We continue to instil a passion for reading and explore a wider range of classic and contemporary novels, which are linked closely to the thematic curriculum and build progressively on skills acquired across Key Stage Two. Children analyse symbolism and allegory in classics such as Charles Dickens’ Oliver Twist and explore how figurative language is used in gothic novels to impact on the reader. Visual Literacy texts such as The Piano are used to stimulate emotive narrative writing, with children manipulating their use of tenses with intention and control. Through a wide exposure to a range of genres, children learn how to compare and contrast the works of different authors and are able to describe similarities and differences in the social, cultural, moral and historical themes of texts they have read.
Through reading, children are able to identify and comment upon the structure and organisation of a range of non-fiction texts, including newspapers and diaries and use these texts to inspire their own writing compositions. Our children are encouraged to write across a range of genres and for different purposes, refining their use of genre-specific features and learning how to use language, sentence structures and advanced punctuation for effect.
In Science, children continue to develop a range of investigative skills, across a variety of topics including evolution and inheritance, living things and their habitats, light and electricity. They are taught to identify independent, dependent and control variables and begin to comment on the limitations of tests, refining further tests to prove and refute widely-accepted scientific concepts. Children have the opportunity to use their computing skills to present data in different formats, applying their Maths knowledge to use the graphs they produce to analyse data trends, identify anomalies and pose further scientific questions effectively.

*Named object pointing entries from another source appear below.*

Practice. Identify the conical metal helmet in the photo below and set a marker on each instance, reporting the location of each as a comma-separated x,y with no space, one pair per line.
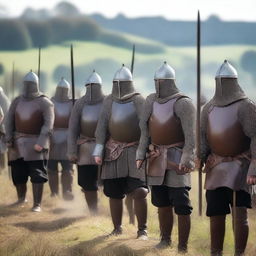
63,83
31,77
226,70
123,74
94,78
165,72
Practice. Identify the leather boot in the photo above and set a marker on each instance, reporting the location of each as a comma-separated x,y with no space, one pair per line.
184,225
116,210
21,193
165,215
217,229
91,198
53,182
67,180
37,195
130,208
241,230
140,208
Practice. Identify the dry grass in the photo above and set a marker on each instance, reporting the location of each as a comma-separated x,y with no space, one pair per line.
67,229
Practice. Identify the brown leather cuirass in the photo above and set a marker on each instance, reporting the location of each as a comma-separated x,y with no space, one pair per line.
89,119
62,111
224,132
164,127
124,122
28,117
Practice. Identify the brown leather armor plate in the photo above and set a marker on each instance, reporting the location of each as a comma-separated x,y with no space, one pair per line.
89,119
124,123
224,132
62,111
164,127
28,117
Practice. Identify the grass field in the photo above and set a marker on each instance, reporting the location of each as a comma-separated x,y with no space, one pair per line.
86,54
67,229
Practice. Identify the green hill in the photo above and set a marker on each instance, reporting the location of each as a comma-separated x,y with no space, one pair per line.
107,59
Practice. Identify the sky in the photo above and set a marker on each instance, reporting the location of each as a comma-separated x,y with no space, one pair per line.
244,10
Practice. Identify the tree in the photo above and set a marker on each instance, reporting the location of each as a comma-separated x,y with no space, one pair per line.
14,35
248,63
66,9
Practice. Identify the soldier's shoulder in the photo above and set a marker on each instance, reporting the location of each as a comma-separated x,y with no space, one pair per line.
16,100
138,97
247,105
46,101
108,99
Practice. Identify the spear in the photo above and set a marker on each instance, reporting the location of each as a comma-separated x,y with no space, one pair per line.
72,74
200,188
39,65
13,80
133,56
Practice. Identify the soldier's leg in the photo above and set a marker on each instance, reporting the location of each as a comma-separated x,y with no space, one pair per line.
20,174
53,176
88,180
240,222
160,199
139,194
114,189
38,175
217,208
183,209
129,202
67,179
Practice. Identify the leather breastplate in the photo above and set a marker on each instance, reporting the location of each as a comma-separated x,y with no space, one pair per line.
89,119
62,111
124,123
224,132
164,127
28,117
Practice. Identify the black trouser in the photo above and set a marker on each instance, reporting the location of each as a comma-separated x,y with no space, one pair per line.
220,200
163,196
21,170
88,177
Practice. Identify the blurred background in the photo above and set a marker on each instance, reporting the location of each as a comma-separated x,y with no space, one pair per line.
103,33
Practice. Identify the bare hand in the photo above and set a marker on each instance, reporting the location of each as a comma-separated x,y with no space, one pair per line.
251,180
73,159
98,160
139,163
38,148
198,163
9,144
184,169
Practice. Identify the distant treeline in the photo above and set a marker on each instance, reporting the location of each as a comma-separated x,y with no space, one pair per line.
182,33
21,34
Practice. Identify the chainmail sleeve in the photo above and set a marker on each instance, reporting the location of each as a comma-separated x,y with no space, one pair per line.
47,128
205,148
10,121
247,118
144,137
185,111
101,132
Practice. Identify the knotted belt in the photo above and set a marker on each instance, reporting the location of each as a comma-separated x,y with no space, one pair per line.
158,161
115,148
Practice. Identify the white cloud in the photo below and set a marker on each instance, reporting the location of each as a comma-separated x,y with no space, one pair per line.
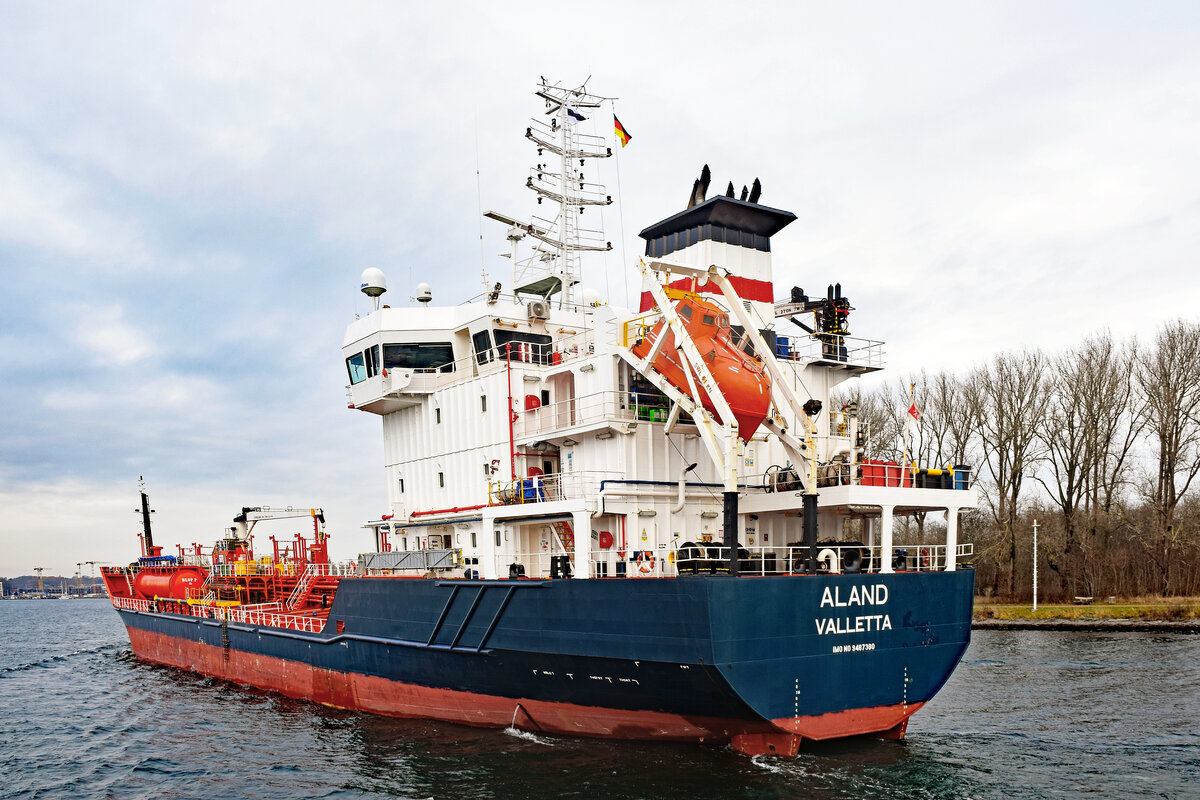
111,338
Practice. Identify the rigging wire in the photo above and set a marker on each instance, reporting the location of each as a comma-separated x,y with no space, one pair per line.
479,209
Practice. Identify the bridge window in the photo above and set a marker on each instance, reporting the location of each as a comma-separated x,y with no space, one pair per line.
419,355
483,342
357,366
372,358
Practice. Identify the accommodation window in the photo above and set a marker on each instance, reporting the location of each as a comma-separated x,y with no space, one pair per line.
483,343
357,367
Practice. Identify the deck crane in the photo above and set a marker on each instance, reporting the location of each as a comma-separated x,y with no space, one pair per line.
250,516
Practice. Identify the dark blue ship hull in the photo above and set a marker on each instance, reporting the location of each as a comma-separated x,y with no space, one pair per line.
761,661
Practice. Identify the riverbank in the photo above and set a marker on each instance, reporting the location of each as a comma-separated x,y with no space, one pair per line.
1176,614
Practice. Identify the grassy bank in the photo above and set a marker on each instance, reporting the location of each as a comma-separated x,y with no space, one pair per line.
1140,608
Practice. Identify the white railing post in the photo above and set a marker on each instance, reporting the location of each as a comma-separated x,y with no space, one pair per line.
886,539
952,537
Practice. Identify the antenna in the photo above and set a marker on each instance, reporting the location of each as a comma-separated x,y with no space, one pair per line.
373,283
561,182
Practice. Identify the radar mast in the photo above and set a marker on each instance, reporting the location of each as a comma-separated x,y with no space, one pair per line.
559,179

Key Questions to drive learning and progress
- How did Nobody arrive at the graveyard? (English/History/PDW – The Graveyard [by Neil Gaiman])
- What was life like in a Victorian Workhouse? (History – Victorians)
- What were the causes of the first world war? (History – World War 1)
- Who are the pioneers of the theory of Evolution? (Science- Evolution and Inheritance)
- Why is it important to see life from different perspectives? (English – War Horse)
- Residential trip to France
- Imperial War Museum
- Jaguar Land Rover Education Centre
- Drayton Manor
- Local Area Fieldwork
- End of Year Production
Class Novels include
Alice in Wonderland by Lewis Carroll, War Horse by Michael Morpurgo, Wonder by R.J.Palacio, Skellig by David Almond, Pig Heart Boy by Malorie Blackman and Oliver Twist by Charles Dickens.